Computational Statistics with Python

Pre-requisites

An understanding of statistics and probability to the level of an undergraduate statistics class.

Introduction

This module aims to introduce students to many of the advanced statistical techniques made possible by innovations in computing and modern processing power.

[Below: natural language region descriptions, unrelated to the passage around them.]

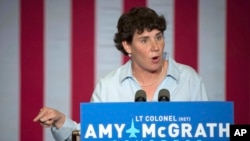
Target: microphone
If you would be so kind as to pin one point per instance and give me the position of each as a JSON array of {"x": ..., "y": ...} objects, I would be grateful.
[
  {"x": 163, "y": 95},
  {"x": 140, "y": 96}
]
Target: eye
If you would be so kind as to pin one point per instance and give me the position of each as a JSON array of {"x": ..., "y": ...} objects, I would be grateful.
[
  {"x": 159, "y": 37},
  {"x": 143, "y": 41}
]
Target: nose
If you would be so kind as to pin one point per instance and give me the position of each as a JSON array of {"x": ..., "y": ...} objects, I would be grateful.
[{"x": 154, "y": 46}]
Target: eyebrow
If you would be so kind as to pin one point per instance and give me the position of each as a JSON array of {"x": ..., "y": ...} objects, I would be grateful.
[{"x": 143, "y": 37}]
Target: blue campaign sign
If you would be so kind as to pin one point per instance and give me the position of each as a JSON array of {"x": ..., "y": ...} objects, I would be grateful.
[{"x": 156, "y": 121}]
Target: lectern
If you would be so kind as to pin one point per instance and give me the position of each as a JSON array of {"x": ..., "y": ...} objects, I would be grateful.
[{"x": 156, "y": 121}]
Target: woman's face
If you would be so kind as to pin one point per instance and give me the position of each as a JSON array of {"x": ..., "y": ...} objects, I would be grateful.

This includes Markov chain Monte Carlo approaches, probabilistic methods, Bayesian statistics, dimension reduction and high performance computing.


Objectives

Upon successful completion participants will be able to:

  1. Write original, non-trivial Python applications and algorithms.
  2. Develop a sound understanding of current, modern computational statistical approaches and their application to a variety of datasets.
  3. Comprehension of current applications of Bayesian statistics and their impact on computational statistics.
  4. Automate dimension reduction techniques on a variety of complex datasets and critically evaluate the results.
  5. Comprehension of the core concepts and critically evaluate potential use cases of probabilistic programming.
  6. Evaluate and optimise algorithms for better computational performance.


Syllabus

  • Programming in Python
    - Python structures and syntax
    - Statistical computing
    - Numpy, Scipy and Pandas
  • Dimension Reduction
    - Theoretical background
    - Principal Component Analysis
    - Dimension reduction for feature engineering
  • Probabilistic Programming
    - Bayesian methods for computational statistics
    - PyMC
  • Sampling / MCMC Methods
    - Monte Carlo Methods
    - Markov Chains
    - Bootstrapping
  • Big Data and High Performance Computing
    - Parallelisation
    - PySpark and MapReduce
    - Analysis of Algorithms
    - CPython, Cython and Numba


Assessment

3500 Words Post Module Assessment (50 hours, 70% weighting) and 3.5 hour in-class test (30% weighting)


Duration

1 week (delivered over 2 weeks), to include lectures, seminars, workshops drop-in-sessions and other activities, in total approximately 33 contact hours.